Bundessozialgericht erleichtert Therapie traumatisierter Flüchtlinge

Bundessozialgericht erleichtert Therapie traumatisierter Flüchtlinge

Kassel (epd). Das Bundessozialgericht hat die psychotherapeutische Versorgung traumatisierter Asylbewerber erleichtert. Wie die Kasseler Richter am Donnerstag urteilten, können Therapeutinnen und Therapeuten verlangen, dass die kassenärztlichen Vereinigungen sie trotz fehlender Zulassung zur Behandlung traumatisierter Flüchtlinge ermächtigt und die Psychotherapien dann auf Kosten der gesetzlichen Krankenkassen abgerechnet werden. (AZ: B 6 KA 16/20 R)

Asylbewerber haben bis zur Entscheidung über ihren Asylantrag die ersten 18 Monate (früher 15 Monate) gegenüber dem jeweiligen Bundesland einen direkten Anspruch auf Kostenübernahme für eine medizinische Versorgung.

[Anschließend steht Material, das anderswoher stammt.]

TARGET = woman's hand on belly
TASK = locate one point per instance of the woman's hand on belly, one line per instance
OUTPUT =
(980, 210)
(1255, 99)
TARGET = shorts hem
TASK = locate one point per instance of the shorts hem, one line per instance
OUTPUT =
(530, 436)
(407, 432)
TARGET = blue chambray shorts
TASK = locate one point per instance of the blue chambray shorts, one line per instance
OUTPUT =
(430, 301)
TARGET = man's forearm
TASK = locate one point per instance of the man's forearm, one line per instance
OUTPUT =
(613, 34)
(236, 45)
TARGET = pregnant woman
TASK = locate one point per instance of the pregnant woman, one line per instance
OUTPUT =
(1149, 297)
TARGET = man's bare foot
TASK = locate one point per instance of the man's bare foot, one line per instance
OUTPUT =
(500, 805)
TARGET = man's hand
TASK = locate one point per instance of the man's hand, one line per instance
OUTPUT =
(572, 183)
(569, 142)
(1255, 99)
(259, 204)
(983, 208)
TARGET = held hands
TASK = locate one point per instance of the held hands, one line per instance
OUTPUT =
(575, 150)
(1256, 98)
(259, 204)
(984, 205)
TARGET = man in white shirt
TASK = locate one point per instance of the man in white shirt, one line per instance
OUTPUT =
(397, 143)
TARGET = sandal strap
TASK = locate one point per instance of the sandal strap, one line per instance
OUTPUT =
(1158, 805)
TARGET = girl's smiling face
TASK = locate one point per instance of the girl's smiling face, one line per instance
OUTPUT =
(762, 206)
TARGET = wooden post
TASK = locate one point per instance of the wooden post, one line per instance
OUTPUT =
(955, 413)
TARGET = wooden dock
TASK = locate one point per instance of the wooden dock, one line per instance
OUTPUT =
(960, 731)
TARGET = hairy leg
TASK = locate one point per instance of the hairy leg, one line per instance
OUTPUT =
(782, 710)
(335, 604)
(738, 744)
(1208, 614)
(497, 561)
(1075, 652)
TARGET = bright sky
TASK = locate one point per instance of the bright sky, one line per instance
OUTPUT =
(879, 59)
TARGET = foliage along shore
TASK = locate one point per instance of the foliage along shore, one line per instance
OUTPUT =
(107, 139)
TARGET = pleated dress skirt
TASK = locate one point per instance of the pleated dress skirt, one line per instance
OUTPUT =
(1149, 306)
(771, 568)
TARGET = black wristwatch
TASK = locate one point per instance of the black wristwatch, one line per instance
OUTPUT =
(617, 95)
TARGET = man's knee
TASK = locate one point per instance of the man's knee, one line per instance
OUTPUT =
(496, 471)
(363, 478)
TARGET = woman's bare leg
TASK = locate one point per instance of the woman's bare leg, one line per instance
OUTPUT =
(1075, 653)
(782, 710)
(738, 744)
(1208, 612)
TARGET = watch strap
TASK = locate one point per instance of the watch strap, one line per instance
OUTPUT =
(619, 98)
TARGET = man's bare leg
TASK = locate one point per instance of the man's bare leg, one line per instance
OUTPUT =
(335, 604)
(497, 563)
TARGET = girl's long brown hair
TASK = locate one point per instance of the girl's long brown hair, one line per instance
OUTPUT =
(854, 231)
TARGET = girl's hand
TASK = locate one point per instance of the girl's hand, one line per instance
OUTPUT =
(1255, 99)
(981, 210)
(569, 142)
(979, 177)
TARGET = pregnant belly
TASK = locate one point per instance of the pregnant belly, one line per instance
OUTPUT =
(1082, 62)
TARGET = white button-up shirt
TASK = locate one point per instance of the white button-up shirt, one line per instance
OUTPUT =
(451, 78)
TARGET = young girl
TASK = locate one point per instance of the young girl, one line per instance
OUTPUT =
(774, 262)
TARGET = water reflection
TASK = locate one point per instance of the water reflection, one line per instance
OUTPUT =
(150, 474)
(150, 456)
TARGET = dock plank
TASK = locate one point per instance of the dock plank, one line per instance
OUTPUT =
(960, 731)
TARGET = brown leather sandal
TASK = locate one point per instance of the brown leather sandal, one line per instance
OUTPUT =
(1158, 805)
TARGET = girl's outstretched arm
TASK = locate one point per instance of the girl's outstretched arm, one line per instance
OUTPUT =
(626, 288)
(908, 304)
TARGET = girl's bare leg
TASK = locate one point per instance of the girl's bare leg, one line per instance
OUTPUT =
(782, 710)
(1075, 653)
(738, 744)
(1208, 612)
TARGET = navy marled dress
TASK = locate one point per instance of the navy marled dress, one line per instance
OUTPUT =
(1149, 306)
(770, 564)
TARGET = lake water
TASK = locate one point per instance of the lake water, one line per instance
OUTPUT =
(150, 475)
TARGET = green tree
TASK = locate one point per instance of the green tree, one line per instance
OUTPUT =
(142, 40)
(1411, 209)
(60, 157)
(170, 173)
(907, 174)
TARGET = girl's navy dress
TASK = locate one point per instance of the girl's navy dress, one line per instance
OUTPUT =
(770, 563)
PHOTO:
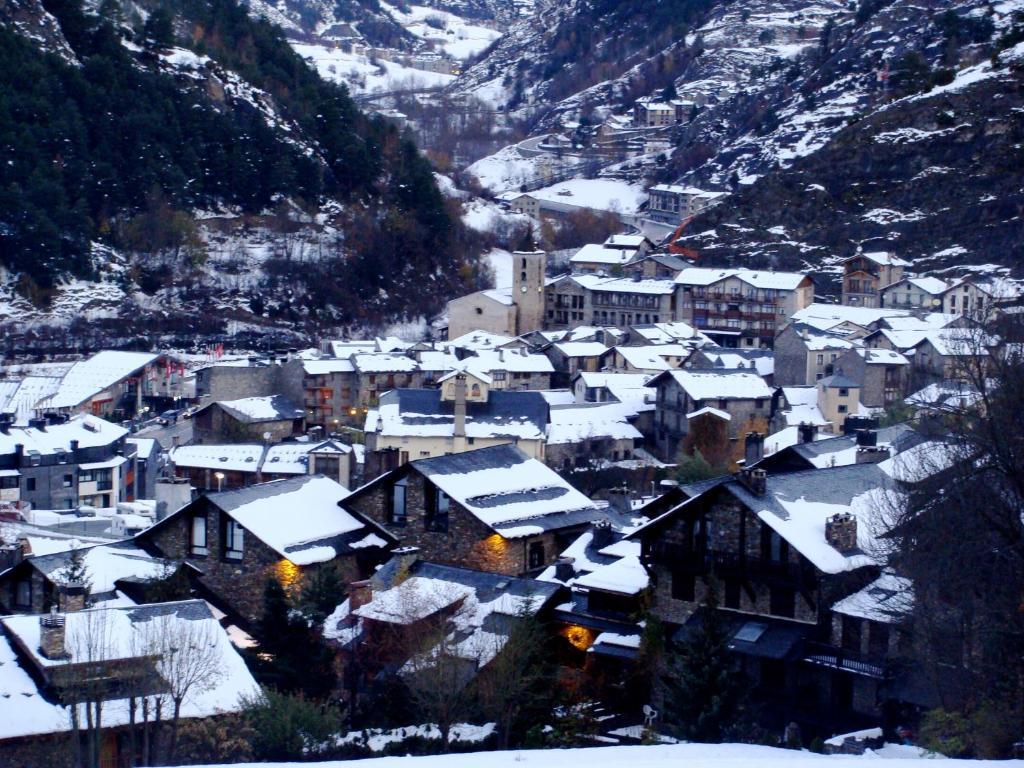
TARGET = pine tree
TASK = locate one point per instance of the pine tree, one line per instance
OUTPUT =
(706, 692)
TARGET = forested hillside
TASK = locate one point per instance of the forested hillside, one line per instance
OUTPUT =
(122, 124)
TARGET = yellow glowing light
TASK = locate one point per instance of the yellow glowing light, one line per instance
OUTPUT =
(288, 576)
(580, 638)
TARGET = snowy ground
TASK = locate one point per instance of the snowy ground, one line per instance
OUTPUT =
(363, 76)
(662, 756)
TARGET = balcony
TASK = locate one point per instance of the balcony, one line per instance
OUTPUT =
(844, 659)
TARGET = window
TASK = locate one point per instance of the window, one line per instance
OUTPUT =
(782, 602)
(233, 535)
(198, 536)
(732, 593)
(23, 594)
(437, 510)
(683, 587)
(536, 554)
(398, 514)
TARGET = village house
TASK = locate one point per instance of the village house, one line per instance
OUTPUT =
(269, 419)
(740, 307)
(614, 253)
(494, 509)
(804, 354)
(114, 385)
(883, 375)
(56, 464)
(285, 529)
(865, 274)
(119, 572)
(388, 619)
(741, 395)
(226, 466)
(914, 293)
(509, 310)
(672, 204)
(111, 654)
(783, 549)
(464, 414)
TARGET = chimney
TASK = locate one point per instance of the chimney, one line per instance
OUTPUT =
(867, 438)
(871, 454)
(841, 531)
(11, 554)
(359, 593)
(407, 557)
(71, 596)
(621, 499)
(754, 449)
(460, 404)
(602, 534)
(51, 635)
(564, 568)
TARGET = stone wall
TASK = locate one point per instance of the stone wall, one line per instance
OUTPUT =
(239, 584)
(467, 541)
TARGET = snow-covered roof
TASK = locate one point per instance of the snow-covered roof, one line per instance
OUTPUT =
(883, 357)
(26, 711)
(598, 253)
(479, 340)
(105, 564)
(422, 413)
(328, 366)
(383, 363)
(505, 488)
(581, 348)
(235, 457)
(573, 424)
(602, 284)
(92, 376)
(299, 518)
(704, 385)
(886, 600)
(90, 431)
(626, 576)
(256, 410)
(824, 316)
(766, 279)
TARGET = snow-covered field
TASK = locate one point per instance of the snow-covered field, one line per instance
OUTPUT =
(363, 76)
(662, 756)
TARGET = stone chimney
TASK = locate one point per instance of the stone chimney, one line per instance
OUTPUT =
(756, 480)
(359, 593)
(621, 499)
(871, 454)
(841, 531)
(71, 596)
(867, 437)
(564, 568)
(407, 557)
(51, 635)
(754, 449)
(460, 404)
(602, 534)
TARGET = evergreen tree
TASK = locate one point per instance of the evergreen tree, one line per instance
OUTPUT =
(322, 594)
(706, 692)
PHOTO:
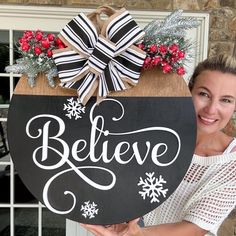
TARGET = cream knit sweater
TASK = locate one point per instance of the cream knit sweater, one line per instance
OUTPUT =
(206, 195)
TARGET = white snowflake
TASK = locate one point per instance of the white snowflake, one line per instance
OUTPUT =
(152, 187)
(89, 209)
(74, 108)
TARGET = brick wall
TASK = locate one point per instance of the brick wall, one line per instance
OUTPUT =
(222, 37)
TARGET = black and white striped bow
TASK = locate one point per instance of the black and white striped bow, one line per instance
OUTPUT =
(104, 62)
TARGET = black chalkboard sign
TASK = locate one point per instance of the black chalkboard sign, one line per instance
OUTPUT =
(103, 163)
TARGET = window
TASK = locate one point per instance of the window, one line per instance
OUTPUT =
(20, 212)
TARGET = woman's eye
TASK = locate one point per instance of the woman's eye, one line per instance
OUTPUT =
(226, 100)
(204, 94)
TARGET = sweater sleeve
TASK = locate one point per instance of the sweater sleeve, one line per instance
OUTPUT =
(214, 201)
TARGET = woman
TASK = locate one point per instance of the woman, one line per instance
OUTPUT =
(207, 194)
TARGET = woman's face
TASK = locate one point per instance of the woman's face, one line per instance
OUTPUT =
(214, 98)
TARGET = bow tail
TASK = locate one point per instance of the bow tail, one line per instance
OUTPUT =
(86, 87)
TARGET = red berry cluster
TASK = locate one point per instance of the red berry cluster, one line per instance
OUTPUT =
(38, 43)
(169, 58)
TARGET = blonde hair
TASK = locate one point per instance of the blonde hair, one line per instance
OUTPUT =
(223, 63)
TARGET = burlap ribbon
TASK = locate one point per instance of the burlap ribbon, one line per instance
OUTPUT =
(101, 54)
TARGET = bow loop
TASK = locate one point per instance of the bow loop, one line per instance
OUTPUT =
(103, 53)
(104, 61)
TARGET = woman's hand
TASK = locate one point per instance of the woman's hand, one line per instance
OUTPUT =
(126, 229)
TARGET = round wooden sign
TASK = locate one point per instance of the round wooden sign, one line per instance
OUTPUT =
(103, 163)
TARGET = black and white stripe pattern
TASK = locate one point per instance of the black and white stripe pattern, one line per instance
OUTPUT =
(102, 61)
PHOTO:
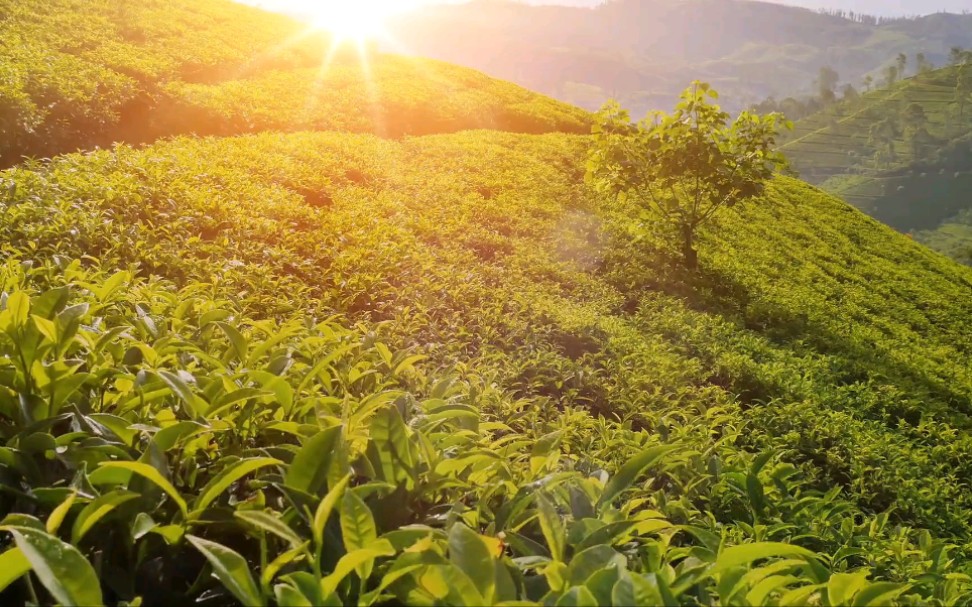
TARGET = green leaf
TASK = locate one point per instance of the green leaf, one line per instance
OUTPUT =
(879, 593)
(222, 481)
(63, 571)
(354, 561)
(282, 561)
(231, 569)
(197, 406)
(308, 471)
(97, 510)
(629, 472)
(552, 527)
(57, 516)
(842, 586)
(578, 596)
(391, 450)
(744, 554)
(357, 523)
(471, 555)
(325, 508)
(13, 566)
(236, 338)
(588, 562)
(754, 487)
(19, 306)
(47, 328)
(271, 523)
(167, 438)
(145, 471)
(633, 589)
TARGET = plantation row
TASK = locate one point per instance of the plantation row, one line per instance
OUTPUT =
(441, 371)
(136, 72)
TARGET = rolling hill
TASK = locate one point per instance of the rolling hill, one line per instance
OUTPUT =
(644, 52)
(136, 72)
(901, 154)
(303, 368)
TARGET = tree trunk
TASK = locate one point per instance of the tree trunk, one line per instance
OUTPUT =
(689, 255)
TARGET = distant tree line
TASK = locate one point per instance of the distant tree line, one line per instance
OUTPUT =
(869, 19)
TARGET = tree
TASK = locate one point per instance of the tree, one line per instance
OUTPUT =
(882, 135)
(963, 89)
(827, 80)
(681, 169)
(916, 129)
(957, 55)
(890, 75)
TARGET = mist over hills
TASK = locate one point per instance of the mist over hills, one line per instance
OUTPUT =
(873, 7)
(644, 51)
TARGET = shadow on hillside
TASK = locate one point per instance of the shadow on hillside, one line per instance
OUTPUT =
(716, 292)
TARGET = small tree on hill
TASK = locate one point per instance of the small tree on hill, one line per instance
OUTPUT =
(963, 90)
(924, 65)
(827, 80)
(890, 75)
(916, 129)
(682, 168)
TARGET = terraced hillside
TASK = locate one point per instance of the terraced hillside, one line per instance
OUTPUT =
(79, 75)
(328, 368)
(900, 154)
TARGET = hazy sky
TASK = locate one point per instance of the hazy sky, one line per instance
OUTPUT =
(874, 7)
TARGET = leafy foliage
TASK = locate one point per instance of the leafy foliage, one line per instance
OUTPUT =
(584, 447)
(684, 167)
(85, 74)
(328, 369)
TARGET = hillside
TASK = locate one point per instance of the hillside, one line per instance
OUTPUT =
(134, 72)
(334, 368)
(901, 154)
(644, 52)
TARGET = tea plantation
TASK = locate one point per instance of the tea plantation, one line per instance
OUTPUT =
(328, 368)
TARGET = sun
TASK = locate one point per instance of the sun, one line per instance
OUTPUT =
(354, 20)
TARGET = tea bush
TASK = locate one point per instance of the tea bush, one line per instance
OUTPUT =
(438, 371)
(77, 75)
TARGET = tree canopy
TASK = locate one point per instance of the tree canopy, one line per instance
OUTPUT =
(682, 168)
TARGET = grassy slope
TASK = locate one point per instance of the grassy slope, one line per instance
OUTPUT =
(76, 76)
(924, 194)
(483, 248)
(644, 52)
(813, 335)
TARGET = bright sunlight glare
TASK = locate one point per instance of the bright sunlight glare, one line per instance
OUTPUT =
(355, 20)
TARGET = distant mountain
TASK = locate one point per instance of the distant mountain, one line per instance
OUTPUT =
(645, 51)
(902, 154)
(871, 7)
(887, 7)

Danach sind die gesetzlichen Krankenkassen zuständig. Eine Behandlung auf Krankenkassenkosten ist danach nur bei einem zugelassenen Arzt oder Psychotherapeuten möglich.

Im Zuge hoher Flüchtlingszahlen hatte der Gesetzgeber 2015 auf die besonderen psychischen Probleme der Menschen reagiert. Danach sind Ärzte und Therapeuten auch ohne Zulassung zur ambulanten Behandlung von Asylbewerbern zu „ermächtigen“, wenn die Menschen „Folter, Vergewaltigung oder sonstige schwere Formen psychischer, physischer oder sexueller Gewalt erlitten haben“.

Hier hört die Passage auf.